There’s a circumstantial component, too: You should not run ads in Yelp if you have a low star rating.
I often recommend against Yelp advertising unless you’re already spending a lot in Google and Bing and/or you want to show off a large number of five-star reviews. It’s cheaper and more effective to invest that money in Google.
Not many people realize that YouTube is the second largest search engine in the world and has hundreds of thousands of law-related searches each month. Advertising on YouTube is managed through your Google advertising account and is astonishingly cheap at about $0.08 per view. As a preliminary matter, you need a high-quality video ideally less than 30 seconds in length.
I’ve served up thousands of video views for different law firms and it’s unclear to me whether there is a measurable return on investment.
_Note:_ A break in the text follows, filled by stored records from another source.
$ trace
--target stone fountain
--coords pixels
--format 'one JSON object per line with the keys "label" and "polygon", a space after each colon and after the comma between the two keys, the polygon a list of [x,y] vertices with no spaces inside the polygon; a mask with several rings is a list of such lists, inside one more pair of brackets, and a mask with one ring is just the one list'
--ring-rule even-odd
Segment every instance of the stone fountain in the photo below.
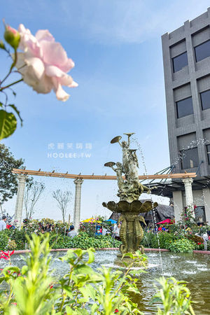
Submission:
{"label": "stone fountain", "polygon": [[[120,136],[115,136],[111,141],[111,144],[118,143],[122,148],[122,164],[119,162],[117,163],[108,162],[104,164],[112,168],[116,173],[118,186],[117,195],[120,201],[118,203],[110,201],[102,204],[111,211],[121,214],[119,220],[122,222],[120,230],[122,244],[120,246],[120,253],[118,255],[115,261],[115,264],[118,265],[123,265],[122,257],[125,253],[134,254],[139,249],[142,253],[144,253],[144,246],[141,245],[144,231],[140,222],[145,223],[145,221],[139,214],[148,212],[158,206],[157,202],[153,204],[150,201],[146,201],[142,203],[139,200],[143,192],[150,193],[150,190],[142,185],[139,180],[136,150],[130,148],[130,137],[134,133],[124,134],[127,136],[127,141],[120,142],[122,139]],[[129,262],[130,258],[126,257],[123,260]]]}

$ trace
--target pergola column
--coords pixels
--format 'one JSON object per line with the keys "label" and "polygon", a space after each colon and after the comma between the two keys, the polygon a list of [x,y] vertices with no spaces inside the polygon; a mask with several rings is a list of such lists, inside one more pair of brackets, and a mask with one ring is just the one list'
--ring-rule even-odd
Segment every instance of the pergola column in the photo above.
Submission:
{"label": "pergola column", "polygon": [[[183,178],[182,181],[185,185],[186,206],[194,210],[194,202],[192,190],[192,183],[193,182],[193,179]],[[193,212],[192,216],[195,218],[195,212]]]}
{"label": "pergola column", "polygon": [[27,176],[19,174],[18,175],[18,187],[15,205],[15,221],[16,222],[17,225],[19,227],[20,227],[22,223],[24,186],[25,181],[27,178]]}
{"label": "pergola column", "polygon": [[81,188],[83,181],[81,178],[76,178],[74,181],[75,183],[74,225],[76,232],[78,230],[80,221]]}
As with other types of Google advertising, this is probably something you don’t want to run in-house.
For a budget of maybe $2.50 per day, I recommend it tentatively for lawyers who have a good video just because it is really cheap exposure.
For legal lead generation, Facebook advertising is ineffective. It works for promoting a specific post or getting a lot of “likes” for your fan page, but people are not in Facebook looking for legal help. You cannot target Facebook users by keywords like in Google and Bing. Your options are vague, unhelpful demographics like age, location and interests.
Facebook brings several important benefits to your online ecosystem and your law firm should be active in Facebook, but I recommend against Facebook advertising except to get more “likes” for your fan page.
Like Facebook advertising, I have found Twitter advertising ineffective for lead generation. In Twitter’s favor, its advertising is keyword targeted so you can show your ads when someone is tweeting about lawyers. This makes it better than Facebook advertising.
The advertising can be useful in raising awareness of your Twitter account or specific Twitter posts and can help get “followers” but Twitter users are not there to hire lawyers.
I usually recommend against Twitter advertising for lead generation, unless you’re already spending a lot in Google, Bing and Yelp.
There’s often a disconnect between what major national legal directories charge for a listing and the traffic you get in return. These listings have a calculable value and on the occasions I’ve had to pour through data for my clients, I have found the listings to usually be worth about a third of what is charged. There are exceptions where the value of the listing is equal to or greater than the cost and it’s a case-by-case calculation.
We shouldn’t discount the intrinsic value, aside from the direct traffic, to a link from some directories. Google wants your website to have trusted websites linking to it. For example, for Google, one link from the Contra Costa County Bar Association’s directory is much more valuable than hundreds of links from many of the lower-quality paid directories.
Keeping in mind that there are exceptions, I have found listings on the major national legal directories to be grossly overpriced.
Banner Advertising on Local Websites
Banner advertising on local websites like radio station websites or online newspapers are often delivered by Google. In the event that a local website is trying to sell you a banner on their website independent of Google, then it is a matter of traffic and cost.
This is a case-by-case situation. Sometimes it’s a value, other times it’s cheaper to run your banners directly through your Google advertising.
It is hoped that this article will help focus your current marketing investment. The Internet is crowded with marketing options and separating the fruitful from the wasteful is not easy. My data and years of experience marketing attorneys supports what I’ve written here, but it’s always worth noting that other marketing professionals may have different opinions. As you formulate or refine your marketing plan, please do some research, invest wisely and make 2016 a productive new year.